Retrospective review of all patients with culture proven Acanthamoeba keratitis from 1996 to 2012 at the Francis I. Proctor Foundation.
Forty-one patients were identified with 42 eyes demonstrating culture proven AK. Annually there were 0 to 3 AK cases from 1996-2004, and 3 to 6 cases from 2005-2011. The number of microbiology positive AK cases has increased since 2005 and shows a significant trend (p=0.003) that has not remitted since the epidemic. The duration of symptoms (weeks) prior to culture-proven AK diagnosis was not statistically different from 1996-2004 (median 4, IQR 3-6) and 2005-2012 (median 4, IQR 2-5.5); Wilcoxon test (p=0.45). The visual acuity at presentation was not significantly different from pre-2005 (median log MAR = 1.35, IQR 0.4-1.75) and 2005 to present (median log MAR = 0.7, IQR 0.4-1.7); Wilcoxon test (p=0.69).
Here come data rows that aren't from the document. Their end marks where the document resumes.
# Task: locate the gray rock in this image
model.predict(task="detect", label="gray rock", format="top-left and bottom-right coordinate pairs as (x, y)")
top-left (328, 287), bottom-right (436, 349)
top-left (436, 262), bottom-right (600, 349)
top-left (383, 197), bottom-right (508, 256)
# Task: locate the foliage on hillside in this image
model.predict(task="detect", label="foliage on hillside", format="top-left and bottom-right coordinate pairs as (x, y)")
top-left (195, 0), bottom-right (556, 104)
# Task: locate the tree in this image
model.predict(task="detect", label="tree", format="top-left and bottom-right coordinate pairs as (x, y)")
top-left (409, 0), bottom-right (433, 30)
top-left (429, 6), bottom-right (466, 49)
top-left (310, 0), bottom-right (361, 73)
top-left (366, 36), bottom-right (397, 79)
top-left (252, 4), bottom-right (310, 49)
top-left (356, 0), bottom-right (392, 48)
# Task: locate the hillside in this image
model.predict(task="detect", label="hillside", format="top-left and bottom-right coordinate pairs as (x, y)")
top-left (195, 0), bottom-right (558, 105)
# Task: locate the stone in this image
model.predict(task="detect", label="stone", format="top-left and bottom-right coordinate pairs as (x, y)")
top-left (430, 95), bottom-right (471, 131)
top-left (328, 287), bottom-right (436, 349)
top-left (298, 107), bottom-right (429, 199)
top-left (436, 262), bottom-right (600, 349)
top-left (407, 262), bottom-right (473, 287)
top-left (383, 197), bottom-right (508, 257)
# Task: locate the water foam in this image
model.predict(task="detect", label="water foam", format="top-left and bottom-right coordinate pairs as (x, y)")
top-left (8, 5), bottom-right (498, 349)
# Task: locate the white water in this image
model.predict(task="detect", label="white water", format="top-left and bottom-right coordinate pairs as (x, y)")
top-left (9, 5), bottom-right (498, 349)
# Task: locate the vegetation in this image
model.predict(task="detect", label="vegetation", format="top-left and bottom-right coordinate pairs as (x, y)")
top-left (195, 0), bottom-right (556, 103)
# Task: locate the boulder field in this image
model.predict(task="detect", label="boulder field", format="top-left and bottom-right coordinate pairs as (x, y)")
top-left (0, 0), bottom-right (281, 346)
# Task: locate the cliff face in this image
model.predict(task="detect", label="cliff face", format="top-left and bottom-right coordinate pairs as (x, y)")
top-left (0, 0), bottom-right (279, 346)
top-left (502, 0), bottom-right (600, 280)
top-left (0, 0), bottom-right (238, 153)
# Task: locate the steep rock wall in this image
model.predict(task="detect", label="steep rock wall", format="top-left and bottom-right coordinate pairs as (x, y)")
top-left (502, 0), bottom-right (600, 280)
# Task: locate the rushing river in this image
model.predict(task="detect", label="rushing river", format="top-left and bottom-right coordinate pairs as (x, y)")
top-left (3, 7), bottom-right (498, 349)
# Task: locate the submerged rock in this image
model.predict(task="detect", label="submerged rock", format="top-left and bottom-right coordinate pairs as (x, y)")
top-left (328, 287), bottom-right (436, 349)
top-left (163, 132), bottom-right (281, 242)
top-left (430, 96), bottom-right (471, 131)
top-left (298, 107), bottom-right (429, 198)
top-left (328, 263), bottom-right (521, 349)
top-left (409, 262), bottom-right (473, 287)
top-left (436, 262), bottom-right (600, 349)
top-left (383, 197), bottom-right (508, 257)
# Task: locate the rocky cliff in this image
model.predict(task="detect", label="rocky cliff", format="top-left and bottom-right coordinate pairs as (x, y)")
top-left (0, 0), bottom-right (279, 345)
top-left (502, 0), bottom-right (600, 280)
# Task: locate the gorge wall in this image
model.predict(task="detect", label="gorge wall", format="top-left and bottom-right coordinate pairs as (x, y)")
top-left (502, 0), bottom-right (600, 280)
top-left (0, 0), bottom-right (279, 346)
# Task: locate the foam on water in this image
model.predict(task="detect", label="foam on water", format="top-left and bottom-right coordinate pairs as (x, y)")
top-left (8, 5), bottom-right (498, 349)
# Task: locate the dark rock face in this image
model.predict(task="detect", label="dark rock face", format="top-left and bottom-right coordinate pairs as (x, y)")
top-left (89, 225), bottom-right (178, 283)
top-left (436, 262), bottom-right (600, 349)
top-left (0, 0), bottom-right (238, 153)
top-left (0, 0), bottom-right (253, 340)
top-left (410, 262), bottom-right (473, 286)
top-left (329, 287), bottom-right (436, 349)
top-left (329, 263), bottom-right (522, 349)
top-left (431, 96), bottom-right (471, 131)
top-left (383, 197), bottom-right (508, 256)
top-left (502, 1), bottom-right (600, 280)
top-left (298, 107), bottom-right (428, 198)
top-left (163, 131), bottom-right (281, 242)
Since the most recent epidemic of Acanthamoeba keratitis in 2004-2005, there has been an increased number of culture-proven AK that has not decreased to pre-epidemic levels in the Bay Area. Both before and after 2005, patients continue to endure a median of 4 weeks of symptoms prior to AK diagnosis and present with significant visual acuity morbidity. Thus even with the increased awareness of AK, ophthalmologists do not appear to be diagnosing the disease any earlier in its course. More investigation is needed to elucidate the environmental or microbial changes behind the newly increased incidence of Acanthamoeba keratitis.